Con el sello editorial llamado Reino de Cordelia, ya se ha publicado un pequeño (y magnífico) librito de Luis Alberto de Cuenca sobre la Scarface original, una película noire de las que hacen época. En esta ocasión, un buen amigo del literato es quien se encarga de hacer lo propio con un film que cautivó a toda una generación a través de la sonrisa de Errol Flynn. Ante todo, hemos de entender que estamos frente a una obra profundamente nostálgica.
Olor a verano. Es una de las metáforas que utiliza el autor al recordar esta pieza de celuloide que era justo lo que se podía esperar de una cinta de aventuras. Si Marvel Studios logra fichar Dream Teams para sus épicos crossovers, la Warner Bros de aquellos días acompañó a su estrella con nombres tan excepcionales como Olivia de Hallivand, Claude Rains, Basil Rathbone, etc. Y detrás de las cámaras gente como Michael Curtiz, zorro viejo de olfato fino para hacer magníficas taquillas.

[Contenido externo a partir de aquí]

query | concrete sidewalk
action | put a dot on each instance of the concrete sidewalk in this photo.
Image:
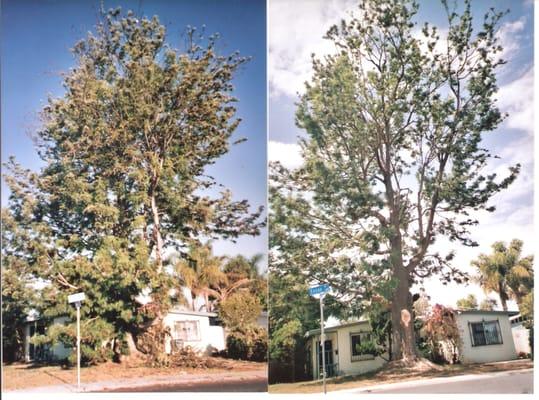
(148, 381)
(427, 382)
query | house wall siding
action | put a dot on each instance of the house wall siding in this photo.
(481, 354)
(212, 338)
(58, 351)
(341, 342)
(521, 337)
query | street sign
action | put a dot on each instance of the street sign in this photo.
(77, 297)
(320, 289)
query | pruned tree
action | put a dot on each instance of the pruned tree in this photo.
(125, 151)
(393, 157)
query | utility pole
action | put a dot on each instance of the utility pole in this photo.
(77, 304)
(323, 341)
(77, 298)
(321, 290)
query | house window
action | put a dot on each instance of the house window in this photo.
(362, 346)
(187, 331)
(485, 333)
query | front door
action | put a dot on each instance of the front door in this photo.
(328, 350)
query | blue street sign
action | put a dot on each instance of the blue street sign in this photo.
(319, 289)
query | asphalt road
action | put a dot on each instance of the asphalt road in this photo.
(244, 385)
(517, 382)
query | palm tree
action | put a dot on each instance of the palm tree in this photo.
(505, 272)
(241, 273)
(200, 272)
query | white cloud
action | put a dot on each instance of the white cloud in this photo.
(510, 38)
(288, 154)
(516, 98)
(296, 32)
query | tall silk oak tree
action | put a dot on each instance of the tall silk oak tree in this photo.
(393, 157)
(125, 151)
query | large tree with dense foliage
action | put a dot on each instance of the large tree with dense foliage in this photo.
(393, 157)
(126, 150)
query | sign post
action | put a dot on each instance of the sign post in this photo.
(77, 299)
(321, 290)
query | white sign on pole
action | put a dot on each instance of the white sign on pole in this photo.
(77, 297)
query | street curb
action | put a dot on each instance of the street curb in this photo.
(140, 382)
(424, 382)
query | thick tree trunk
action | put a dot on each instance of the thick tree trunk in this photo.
(135, 355)
(403, 345)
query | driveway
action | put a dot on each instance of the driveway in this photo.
(515, 382)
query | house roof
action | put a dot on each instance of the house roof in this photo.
(509, 313)
(334, 328)
(188, 312)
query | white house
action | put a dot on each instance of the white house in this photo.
(486, 336)
(521, 334)
(36, 326)
(343, 354)
(200, 330)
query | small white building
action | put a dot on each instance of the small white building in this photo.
(32, 353)
(202, 331)
(486, 336)
(521, 334)
(343, 350)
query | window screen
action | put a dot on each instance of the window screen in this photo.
(187, 331)
(486, 333)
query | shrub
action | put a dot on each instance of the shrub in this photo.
(248, 343)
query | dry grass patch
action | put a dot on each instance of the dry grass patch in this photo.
(23, 376)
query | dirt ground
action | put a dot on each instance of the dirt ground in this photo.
(24, 376)
(393, 375)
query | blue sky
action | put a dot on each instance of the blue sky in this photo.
(291, 41)
(37, 36)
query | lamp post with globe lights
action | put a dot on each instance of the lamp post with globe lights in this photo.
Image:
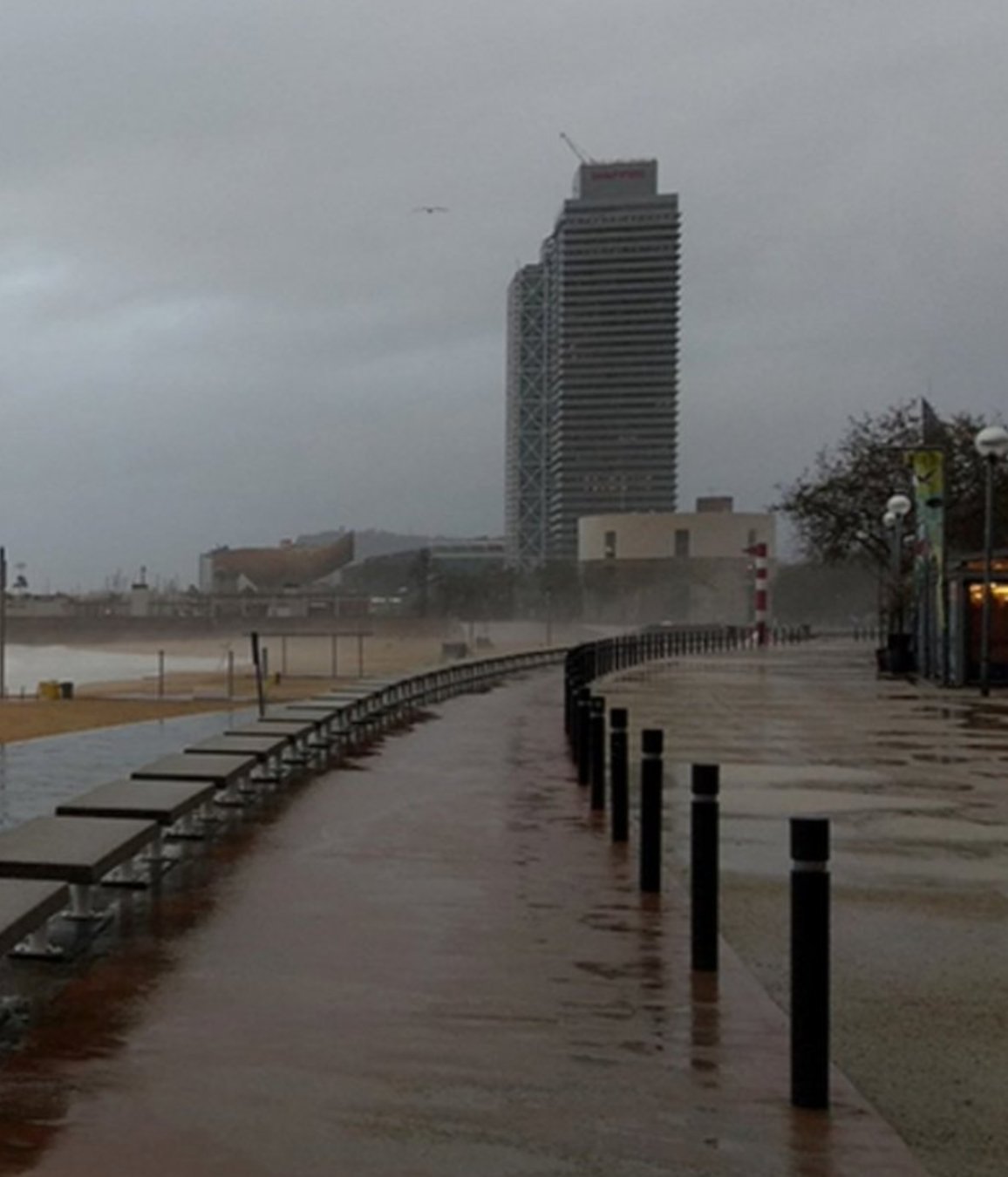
(991, 445)
(896, 511)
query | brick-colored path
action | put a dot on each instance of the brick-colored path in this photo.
(433, 967)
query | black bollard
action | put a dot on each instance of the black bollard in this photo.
(597, 757)
(809, 963)
(705, 867)
(651, 774)
(618, 776)
(583, 753)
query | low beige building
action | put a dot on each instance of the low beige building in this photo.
(686, 568)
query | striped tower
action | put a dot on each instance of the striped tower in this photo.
(762, 597)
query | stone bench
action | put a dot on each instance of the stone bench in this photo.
(80, 851)
(228, 773)
(26, 907)
(268, 750)
(298, 732)
(172, 804)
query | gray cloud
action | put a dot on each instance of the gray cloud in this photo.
(221, 320)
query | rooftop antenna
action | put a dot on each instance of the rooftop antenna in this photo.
(581, 154)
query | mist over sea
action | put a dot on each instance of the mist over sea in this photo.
(30, 665)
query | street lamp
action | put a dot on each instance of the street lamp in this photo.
(991, 445)
(896, 511)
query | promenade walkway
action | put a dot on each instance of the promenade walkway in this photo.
(429, 965)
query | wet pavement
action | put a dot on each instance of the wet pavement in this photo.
(432, 963)
(913, 779)
(37, 774)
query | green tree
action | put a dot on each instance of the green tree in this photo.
(836, 507)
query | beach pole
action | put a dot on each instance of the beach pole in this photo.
(3, 623)
(258, 666)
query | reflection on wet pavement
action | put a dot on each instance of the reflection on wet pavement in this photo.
(914, 780)
(434, 967)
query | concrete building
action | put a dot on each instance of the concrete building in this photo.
(592, 378)
(289, 568)
(528, 425)
(688, 568)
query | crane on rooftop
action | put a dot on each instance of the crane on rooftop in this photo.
(581, 154)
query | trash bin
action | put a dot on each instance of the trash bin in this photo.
(900, 649)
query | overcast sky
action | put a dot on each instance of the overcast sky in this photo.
(222, 323)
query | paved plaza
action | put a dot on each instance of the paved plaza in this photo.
(433, 963)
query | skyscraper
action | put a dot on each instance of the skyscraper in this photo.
(592, 352)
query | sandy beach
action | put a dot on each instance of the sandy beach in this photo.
(298, 666)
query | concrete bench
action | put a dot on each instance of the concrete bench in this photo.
(303, 727)
(26, 907)
(80, 851)
(298, 733)
(268, 750)
(170, 803)
(324, 720)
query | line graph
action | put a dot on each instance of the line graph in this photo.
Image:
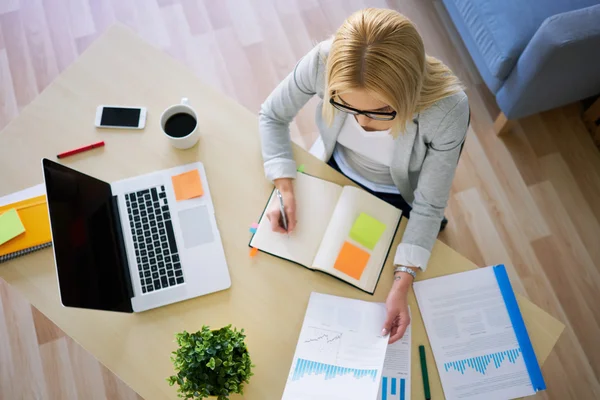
(322, 344)
(325, 338)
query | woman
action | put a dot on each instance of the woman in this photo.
(391, 118)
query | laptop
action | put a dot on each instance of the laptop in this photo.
(129, 245)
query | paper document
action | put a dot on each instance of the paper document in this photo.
(395, 381)
(340, 351)
(474, 344)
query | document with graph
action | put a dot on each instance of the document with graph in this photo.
(395, 380)
(478, 337)
(340, 351)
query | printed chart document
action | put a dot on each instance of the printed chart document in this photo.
(395, 380)
(340, 351)
(479, 341)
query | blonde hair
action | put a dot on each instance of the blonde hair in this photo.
(381, 51)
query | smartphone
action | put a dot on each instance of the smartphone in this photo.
(121, 117)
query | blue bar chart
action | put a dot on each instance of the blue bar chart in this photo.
(329, 371)
(481, 363)
(393, 388)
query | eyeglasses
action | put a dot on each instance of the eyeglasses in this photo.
(376, 115)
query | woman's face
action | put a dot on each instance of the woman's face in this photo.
(364, 101)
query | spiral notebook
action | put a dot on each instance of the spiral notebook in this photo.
(31, 207)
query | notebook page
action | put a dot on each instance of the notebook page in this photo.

En pleno madrileño Parque del Retiro, el rincón del Florida Park se convirtió en el bosque de Sherwood para una generación escolar que salía ansiosa de vacaciones para imaginar que acertaban tiros imposibles con arco. También, cosa rara en aquel tiempo, brindaba un personaje femenino maravilloso y que tomaba parte activa en la lucha contra Juan Sin Tierra. Y una de las grandes culpables de eso era la propia Havilland, una intérprete que haría lo propio en esa obra maestra llamada Lo que el viento se llevó (1939), donde dio una veracidad a Melanie Hamilton sin precedentes incluso en la novela, demostrando que que las buenas personas podían también atractivas y encantadoras.

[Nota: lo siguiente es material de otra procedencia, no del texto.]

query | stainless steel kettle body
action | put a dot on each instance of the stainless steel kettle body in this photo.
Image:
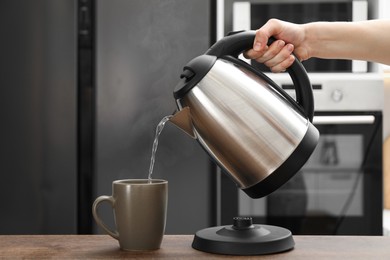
(252, 129)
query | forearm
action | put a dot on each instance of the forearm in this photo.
(368, 40)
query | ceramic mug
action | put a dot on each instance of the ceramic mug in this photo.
(140, 209)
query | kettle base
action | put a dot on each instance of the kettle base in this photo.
(244, 240)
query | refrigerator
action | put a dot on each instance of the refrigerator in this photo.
(83, 86)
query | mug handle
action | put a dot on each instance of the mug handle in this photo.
(98, 220)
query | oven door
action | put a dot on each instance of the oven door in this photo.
(338, 191)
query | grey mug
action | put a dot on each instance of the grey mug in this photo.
(140, 209)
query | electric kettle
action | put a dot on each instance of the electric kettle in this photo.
(250, 126)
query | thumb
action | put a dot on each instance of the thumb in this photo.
(271, 28)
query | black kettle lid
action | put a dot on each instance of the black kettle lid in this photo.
(193, 72)
(243, 238)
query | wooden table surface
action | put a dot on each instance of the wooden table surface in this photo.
(179, 247)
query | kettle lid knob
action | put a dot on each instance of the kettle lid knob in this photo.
(193, 72)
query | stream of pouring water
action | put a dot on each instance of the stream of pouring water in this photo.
(159, 129)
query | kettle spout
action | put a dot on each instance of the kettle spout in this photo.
(182, 119)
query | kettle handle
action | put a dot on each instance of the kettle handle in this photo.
(236, 43)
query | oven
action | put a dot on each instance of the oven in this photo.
(339, 190)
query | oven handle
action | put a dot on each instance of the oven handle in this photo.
(344, 120)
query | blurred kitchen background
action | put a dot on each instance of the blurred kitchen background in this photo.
(84, 83)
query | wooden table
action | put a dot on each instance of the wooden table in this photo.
(179, 247)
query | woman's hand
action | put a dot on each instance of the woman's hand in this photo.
(278, 56)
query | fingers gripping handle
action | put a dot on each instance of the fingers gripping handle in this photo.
(236, 43)
(97, 218)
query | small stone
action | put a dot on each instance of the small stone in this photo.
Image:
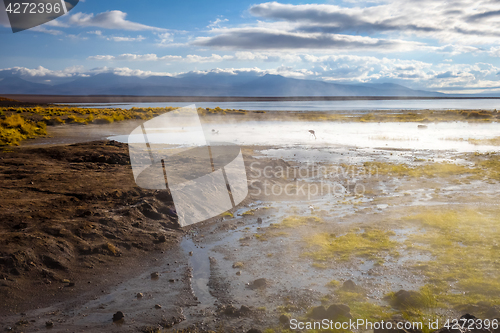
(284, 319)
(254, 330)
(259, 283)
(118, 316)
(244, 310)
(238, 264)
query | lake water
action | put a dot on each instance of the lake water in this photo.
(437, 136)
(357, 105)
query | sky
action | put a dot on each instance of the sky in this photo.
(447, 46)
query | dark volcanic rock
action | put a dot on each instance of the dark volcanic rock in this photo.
(318, 312)
(254, 330)
(284, 319)
(118, 316)
(404, 299)
(259, 283)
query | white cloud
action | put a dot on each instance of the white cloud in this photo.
(126, 39)
(385, 26)
(95, 32)
(216, 23)
(4, 19)
(114, 19)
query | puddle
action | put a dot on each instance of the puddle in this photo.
(199, 261)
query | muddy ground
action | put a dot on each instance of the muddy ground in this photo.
(74, 213)
(79, 241)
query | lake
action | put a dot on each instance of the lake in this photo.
(355, 105)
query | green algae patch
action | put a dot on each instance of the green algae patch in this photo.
(297, 221)
(14, 129)
(372, 244)
(464, 245)
(426, 170)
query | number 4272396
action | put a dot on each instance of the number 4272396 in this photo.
(33, 8)
(471, 324)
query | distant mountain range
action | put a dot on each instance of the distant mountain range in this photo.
(211, 84)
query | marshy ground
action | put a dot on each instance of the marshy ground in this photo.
(335, 225)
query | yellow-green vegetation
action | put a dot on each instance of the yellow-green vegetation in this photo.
(14, 129)
(465, 246)
(218, 110)
(373, 244)
(296, 221)
(426, 170)
(369, 311)
(34, 118)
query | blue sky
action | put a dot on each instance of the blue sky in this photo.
(448, 46)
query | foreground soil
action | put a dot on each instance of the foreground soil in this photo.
(69, 214)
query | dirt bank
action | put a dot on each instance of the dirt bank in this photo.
(69, 214)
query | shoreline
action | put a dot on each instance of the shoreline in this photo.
(48, 99)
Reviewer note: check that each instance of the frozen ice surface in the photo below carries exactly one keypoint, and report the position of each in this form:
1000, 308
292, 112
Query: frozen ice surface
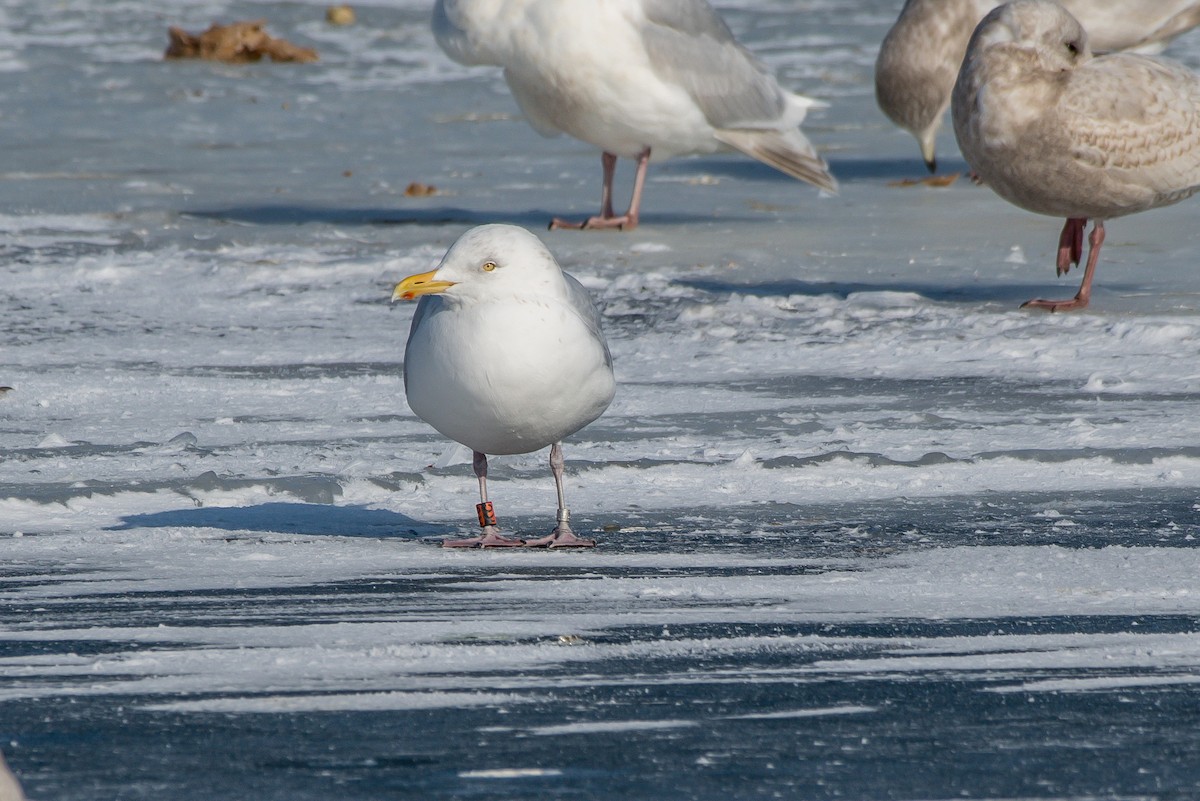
868, 530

Con esa prosa aparentemente simple y repleta de cultura pop, elogiada por voces como el mismo Francisco Umbral, Garci se mueve cómodo en el anecdotario personal para aplicarlo a una crítica poco académica, si bien repleta de ternura, sobre un film especial. Hay pasajes evocadores como su fascinación cuando la escena del duelo de espadas entre Flynn y Rathbone, una coreografía maravillosa y con una solución artística extraordinaria: utilizar el juego de sombras que proporcionaba el escenario del castillo.

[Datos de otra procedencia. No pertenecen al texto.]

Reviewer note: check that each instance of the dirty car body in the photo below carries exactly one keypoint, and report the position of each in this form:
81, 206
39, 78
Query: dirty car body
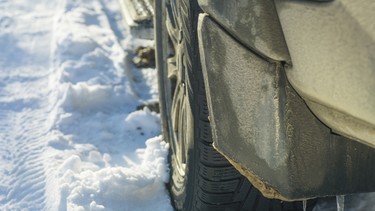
290, 90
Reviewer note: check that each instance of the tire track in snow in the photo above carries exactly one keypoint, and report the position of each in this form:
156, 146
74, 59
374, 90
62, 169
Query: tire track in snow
24, 108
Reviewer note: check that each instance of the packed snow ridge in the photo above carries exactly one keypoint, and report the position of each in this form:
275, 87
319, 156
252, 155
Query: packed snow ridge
70, 133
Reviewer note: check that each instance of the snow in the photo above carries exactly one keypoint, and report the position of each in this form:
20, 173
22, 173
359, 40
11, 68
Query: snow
71, 136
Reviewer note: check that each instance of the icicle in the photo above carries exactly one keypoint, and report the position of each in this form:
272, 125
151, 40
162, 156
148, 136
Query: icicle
340, 201
304, 203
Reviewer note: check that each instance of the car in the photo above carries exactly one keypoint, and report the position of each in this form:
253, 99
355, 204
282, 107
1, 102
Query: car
266, 104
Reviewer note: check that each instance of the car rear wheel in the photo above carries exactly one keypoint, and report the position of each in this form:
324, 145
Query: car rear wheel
201, 178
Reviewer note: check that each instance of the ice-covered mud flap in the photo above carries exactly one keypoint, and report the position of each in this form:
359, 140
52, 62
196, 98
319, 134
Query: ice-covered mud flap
263, 127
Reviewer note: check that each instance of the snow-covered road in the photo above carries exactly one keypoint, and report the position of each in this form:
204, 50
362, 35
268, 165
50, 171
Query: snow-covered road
70, 135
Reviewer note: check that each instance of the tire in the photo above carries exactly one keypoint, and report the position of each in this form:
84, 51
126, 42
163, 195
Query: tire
201, 178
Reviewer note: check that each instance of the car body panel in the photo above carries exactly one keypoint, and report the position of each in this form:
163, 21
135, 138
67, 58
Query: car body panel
254, 23
332, 48
266, 130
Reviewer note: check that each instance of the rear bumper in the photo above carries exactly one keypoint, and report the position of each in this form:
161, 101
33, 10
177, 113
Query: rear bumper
266, 130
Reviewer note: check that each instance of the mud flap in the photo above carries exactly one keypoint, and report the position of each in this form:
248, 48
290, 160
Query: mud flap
264, 127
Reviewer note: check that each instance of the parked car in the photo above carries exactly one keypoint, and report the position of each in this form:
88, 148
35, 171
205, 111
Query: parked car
266, 103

Igual que ocurría en el trabajo de Luis Alberto de Cuenca, resulta una verdadera lástima que no se hagan paralelismos con las adaptaciones que vinieron después sobre el mito. Robin de Locksley ha dado para mucho en la gran pantalla y alargar estas páginas no sería pesado, puesto que nos hallamos ante una lectura casi tan ágil como el propio Flynn.
Hablando del tipo de la eterna sonrisa, se rescata una cita muy curiosa de la estrella: él prefería la primera mitad de su vida. Probablemente, la cúspide la alcanzó con el mítico arquero, con esa pelea de palos frente a Little John (Alan Hale) y las eternas piruetas sin perder el rictus. Las morbosas memorias de Scotty Bowers recordaban la agridulce vida del protagonista de tantas epopeyas, alguien que fue una estampa para el imaginario popular de lo que debía ser un paladín.
Un recorrido que, resulta evidente entre párrafo y párrafo, pinta el pasado bastante mejor de lo que debió ser, aunque no se puede subestimar la benevolencia con la que los ojos de un niño miran la entrada al pase doble de una sesión en antiguos cines donde los acomodadores conducían a la familia para durante un par de horas todas las preocupaciones de la oficina o el colegio quedasen aparcadas sin solución de continuidad.
Robín de los bosques, con tilde, es un tiro certero y seguro al blanco para salvaguardar una tarde que se antoje aburrida.
BIBLIOGRAFÍA:
- GARCI, J. L., Robín de los bosques, Reino de Cordelia, Madrid, 2019.